Stuart Evers is a British novelist, short story writer and critic, born in Macclesfield, Cheshire in 1976. He was brought up in Congleton, Cheshire.

In late 2017, Evers was announced as the joint winner of the 2018 Eccles British Library Writer's Award - one of Europe's richest prizes for a work in progress.

==Fiction==
His short fiction has appeared in Prospect (Underground), and on Granta (This is Not a Test), The Sunday Times (What's in Swindon?) and The White Review (Somnoproxy) online, as well as in three editions of The Best British Short Stories. His story Our Italics was read by Anton Lesser on Radio 4 in 2016. He has also contributed to two Comma Press anthologies - Beta Life and Protest - and Eight Ghosts, a collection of ghost stories commissioned by English Heritage.

===Ten Stories About Smoking===
Evers published his first book, Ten Stories About Smoking, (Picador) in 2011, which won The London Book Award.

===If This Is Home===
His debut novel, If This Is Home , appeared in July 2012. The novel is set in Cheshire and Las Vegas.

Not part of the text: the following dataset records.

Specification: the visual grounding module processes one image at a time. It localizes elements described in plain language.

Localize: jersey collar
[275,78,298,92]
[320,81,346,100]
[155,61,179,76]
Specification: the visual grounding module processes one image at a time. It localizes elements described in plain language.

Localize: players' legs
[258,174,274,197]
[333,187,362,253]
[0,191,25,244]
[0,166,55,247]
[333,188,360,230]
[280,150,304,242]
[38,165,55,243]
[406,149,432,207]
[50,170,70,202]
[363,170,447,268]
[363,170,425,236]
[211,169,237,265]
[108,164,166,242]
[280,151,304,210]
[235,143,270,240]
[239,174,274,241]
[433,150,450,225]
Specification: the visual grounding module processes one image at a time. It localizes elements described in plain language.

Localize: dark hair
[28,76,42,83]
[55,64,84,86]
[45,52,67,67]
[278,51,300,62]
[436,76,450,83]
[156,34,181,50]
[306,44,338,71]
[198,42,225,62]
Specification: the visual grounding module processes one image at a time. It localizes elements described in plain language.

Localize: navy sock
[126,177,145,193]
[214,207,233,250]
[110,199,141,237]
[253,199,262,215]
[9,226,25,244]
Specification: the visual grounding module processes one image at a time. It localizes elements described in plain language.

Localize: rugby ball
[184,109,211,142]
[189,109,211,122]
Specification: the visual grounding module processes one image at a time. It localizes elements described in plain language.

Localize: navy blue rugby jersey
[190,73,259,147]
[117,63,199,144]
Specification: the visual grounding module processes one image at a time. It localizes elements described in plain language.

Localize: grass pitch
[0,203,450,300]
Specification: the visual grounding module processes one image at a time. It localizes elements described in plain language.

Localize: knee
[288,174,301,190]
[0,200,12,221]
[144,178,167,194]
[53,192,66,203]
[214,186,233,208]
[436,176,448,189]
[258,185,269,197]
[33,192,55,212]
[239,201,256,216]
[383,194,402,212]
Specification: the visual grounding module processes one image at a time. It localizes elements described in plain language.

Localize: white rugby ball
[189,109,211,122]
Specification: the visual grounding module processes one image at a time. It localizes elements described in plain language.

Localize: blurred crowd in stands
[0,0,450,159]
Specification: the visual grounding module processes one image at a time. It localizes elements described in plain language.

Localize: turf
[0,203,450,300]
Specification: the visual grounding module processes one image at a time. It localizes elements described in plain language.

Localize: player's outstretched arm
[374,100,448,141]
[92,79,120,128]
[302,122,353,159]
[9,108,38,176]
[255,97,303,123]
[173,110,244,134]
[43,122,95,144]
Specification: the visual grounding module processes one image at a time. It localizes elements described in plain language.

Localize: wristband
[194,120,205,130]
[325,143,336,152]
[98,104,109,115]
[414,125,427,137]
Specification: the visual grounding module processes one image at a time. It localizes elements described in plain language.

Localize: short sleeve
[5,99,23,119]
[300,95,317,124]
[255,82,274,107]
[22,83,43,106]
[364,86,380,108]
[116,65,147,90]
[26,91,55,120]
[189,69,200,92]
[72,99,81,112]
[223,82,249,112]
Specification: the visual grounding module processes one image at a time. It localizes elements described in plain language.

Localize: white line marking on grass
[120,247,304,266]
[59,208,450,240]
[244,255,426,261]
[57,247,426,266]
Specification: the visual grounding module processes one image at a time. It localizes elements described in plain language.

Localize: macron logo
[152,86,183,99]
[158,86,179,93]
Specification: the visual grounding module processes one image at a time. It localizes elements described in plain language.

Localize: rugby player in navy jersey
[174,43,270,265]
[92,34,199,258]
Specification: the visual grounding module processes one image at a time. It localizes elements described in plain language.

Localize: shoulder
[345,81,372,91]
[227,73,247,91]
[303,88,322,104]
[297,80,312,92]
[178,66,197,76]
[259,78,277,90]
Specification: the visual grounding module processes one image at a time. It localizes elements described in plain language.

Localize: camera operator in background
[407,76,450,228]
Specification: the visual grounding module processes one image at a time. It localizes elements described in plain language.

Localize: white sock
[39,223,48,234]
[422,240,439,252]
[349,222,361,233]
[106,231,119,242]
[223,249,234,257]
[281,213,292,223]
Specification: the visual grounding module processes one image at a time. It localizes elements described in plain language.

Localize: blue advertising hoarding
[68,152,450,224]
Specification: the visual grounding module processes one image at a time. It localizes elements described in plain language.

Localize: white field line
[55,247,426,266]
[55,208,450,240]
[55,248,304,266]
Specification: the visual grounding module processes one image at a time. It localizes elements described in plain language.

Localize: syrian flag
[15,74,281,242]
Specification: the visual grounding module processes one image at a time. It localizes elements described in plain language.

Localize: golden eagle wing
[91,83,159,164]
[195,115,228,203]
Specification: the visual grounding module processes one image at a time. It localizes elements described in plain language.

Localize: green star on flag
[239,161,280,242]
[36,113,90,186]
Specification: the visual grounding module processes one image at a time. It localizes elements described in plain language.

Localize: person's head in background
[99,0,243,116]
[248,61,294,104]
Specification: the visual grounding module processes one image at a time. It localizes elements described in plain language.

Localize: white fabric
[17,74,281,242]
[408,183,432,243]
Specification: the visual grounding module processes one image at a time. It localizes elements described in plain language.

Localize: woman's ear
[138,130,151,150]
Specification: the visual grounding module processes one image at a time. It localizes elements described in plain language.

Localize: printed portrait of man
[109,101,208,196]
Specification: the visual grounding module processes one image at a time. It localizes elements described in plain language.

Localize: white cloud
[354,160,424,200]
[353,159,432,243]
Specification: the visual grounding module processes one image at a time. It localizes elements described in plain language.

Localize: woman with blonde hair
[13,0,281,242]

===Your Father Sends His Love===
A further collection of stories, Your Father Sends His Love was published in 2015 and was shortlisted for the 2016 Edge Hill Short Story Prize.

=== The Blind Light ===
Published in 2020, The Blind Light was Evers' first novel for eight years. The Blind Light "moves from the Fifties through to the present day, taking in the global and local events that will shape and define them all. From the Cuban Missile Crisis to the War on Terror, from the Dagenham strikes to Foot and Mouth, from Skiffle to Rave, we see a family come together, driven apart, fracture and reform – as the pressure of the past is brought, sometimes violently, to bear on the present." The Blind Light was shortlisted for the RSL Encore Award in 2021.

==Journalism==
Evers reviews books regularly for a variety of publications, including The Guardian, The Independent, New Statesman, The Spectator and The Observer. His essay on Sherwood Anderson appeared in Morphologies and he has written long pieces on James Salter and David Peace for The Quietus.

==Music==
In 2015, Evers collaborated with the band Daughter, using his three short stories, Dress, Windows, and 5,040, as basis for the music videos of songs "Doing the Right Thing", "Numbers", and "How" respectively. These videos were released ahead of the English band's release of their second album Not to Disappear in 2016. All three stories used in this collaboration included no dialogue in accordance with the inability of a music video to express dialogue. He has also read with musical accompaniment from Fighting Kites.